Vereinigung von Tanz, Kunst    und Wissenschaft

Ausstellung „Between us“ in Mainzer Kunsthalle/ Von Marianne Hoffmann


Installationsansicht: Tim Etchells: „Best of All“, 2018, KunstFestSpiele Hannover 


Die Mainzer Kunsthalle, mit ihrem um sieben Grad geneigten, grün leuchtenden Turm als Kennzeichen, gehört in der Kunsthallenlandschaft in Deutschland sicherlich zu den Kleinsten und wahrscheinlich auch zu den jüngsten Kunsthallen. Seit nunmehr drei Jahren leitet Stefanie Böttcher die Mainzer Kunsthalle. Es ist ihr gelungen, das Haus innerhalb kürzester Zeit ins Bewusstsein der Mainzer und darüberhinaus zu katapultieren. Ihr Geheimnis, wenn es denn eines ist, ist, dass sie sich sehr genau in der zeitgenössischen Kunst auskennt und außerdem sehr genau Zeitphänomene im Blick hat. Mit „Virtual Reality“ hat sie die Schattenseiten der allseits verbreiteten virtuellen Welten aufgezeigt und durch ein ausgefeiltes Beiprogramm die Thematik von allen Seiten beleuchtet. Nun geht sie einen großen Schritt weiter und entwickelt mit dem Mainzer Staatstheater und der Mainzer Hochschule ein ungewöhnliches Ausstellungsprojekt, das am 14. März eröffnet wird.

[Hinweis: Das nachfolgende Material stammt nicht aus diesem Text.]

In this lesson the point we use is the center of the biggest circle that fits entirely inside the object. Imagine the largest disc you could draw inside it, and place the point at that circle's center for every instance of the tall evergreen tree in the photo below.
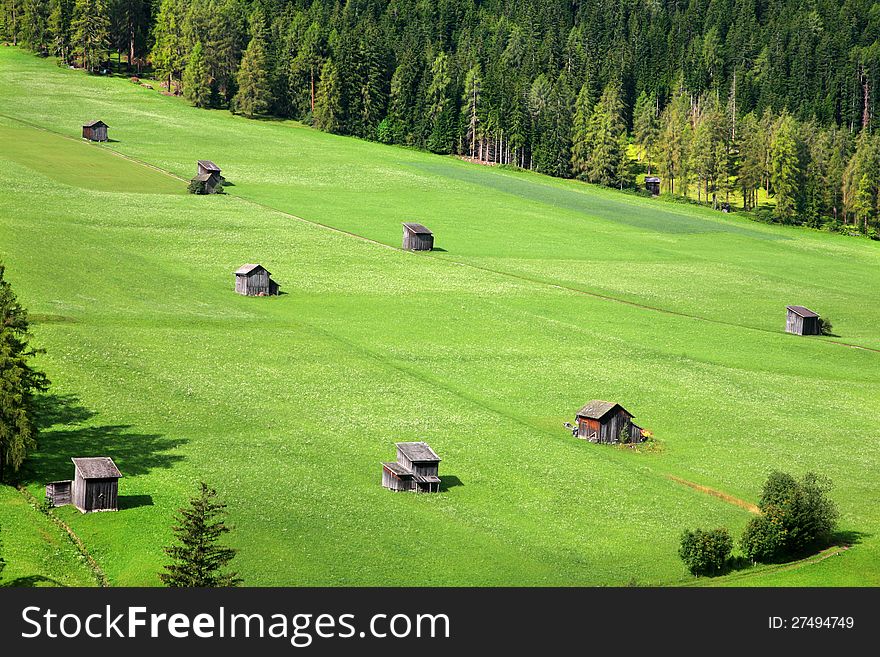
(646, 126)
(328, 102)
(785, 170)
(91, 32)
(254, 96)
(197, 559)
(169, 47)
(196, 79)
(19, 382)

„Um in die Zukunft zu schreiten, muss man wissen, wo man im Heute steht. Um sich in Relation zu setzen, muss man Position beziehen. Um sichtbar zu werden, muss man auffindbar sein. Durch Triangulierung kann mittels Bestimmung des Abstands zu zwei anderen Positionen eine dritte ermittelt werden. Diese Methode erlaubt es Fledermäusen, sich mittels Schall zu orientieren, und hält selbstfahrende Autos in der Spur. Die zugrunde liegende Figur, das Dreieck, ist eine der elementaren und stabilsten geometrischen Formen. Sie findet sich auf nahezu allen Ebenen unserer materiellen Welt wieder, vom Molekül bis zur Architektur“. Was im Ankündigungstext auf der Internetseite der Kunsthalle kompliziert klingt, lässt sich fein säuberlich in Ausstellung, Tanzstück und Computersimulation zerlegen. Nehmen wir den Tanz: Tanz ist eine flüchtige Kunst. Choreographen denken sich komplexe Bewegungen für Tänzer aus. Stellt sich die Frage, ob man Tanzbewegungen für die Zukunft festhalten kann. Das Forschungsprojekt „Motion Bank“ an der Hochschule Mainz ist diese Herausforderung angegangen. Die Idee dazu hatte der weltbekannte Choreograf und Tänzer William Forsythe. Projektleiter ist Florian Jenett, der dazu die sogenannten codebasierten Gestaltungsmethoden und -techniken nutzt. Das Mainzer Staatstheater hat sich seit einigen Jahren im Bereich Tanz hervorgetan. Das „tanzmainz“ Projekt unter der Leitung von Honne Dormann, dem es immer wieder gelingt, ausgezeichnete Choreografen und Tanzcompanies nach Mainz zu holen, hat den Ruf des Staatstheaters als bemerkenswertes Haus für zeitgenössischen Tanz etabliert und das nicht nur deutschlandweit. Die Mainzer Kunsthalle hat sich mit den internationalen zeitgenössischen Künstlern und Künstlerinnen Tim Etchells, Sissel Tolaas, Tamara Grcic, Søren Lyngsø Knudsen, Žilvinas Kempinas und Isabel Lewis Kreative eingeladen, die aus dem Tanz und der dazugehörigen Choreografie Kunstwerke geschaffen haben. Diese Kunstwerke, die Vorstellungen von „tanzmainz“ und die digitale Tanzvermittlung durch Motion Bank verbinden sich zu „Between Us“. Vielschichtige Prozesse zwischen den Projektpartnern, die immer um die Frage der Informationsweitergabe zirkulieren, werden so sichtbar gemacht. 


Abb. links: Installationsansicht: Tamara Grcic, „Gaggiandre“, 2009, La Biennale di Venezia, 53. Esposizione Internationale d‘Arte

(Photo: Wolfgang Günzel, Courtesy the Artist)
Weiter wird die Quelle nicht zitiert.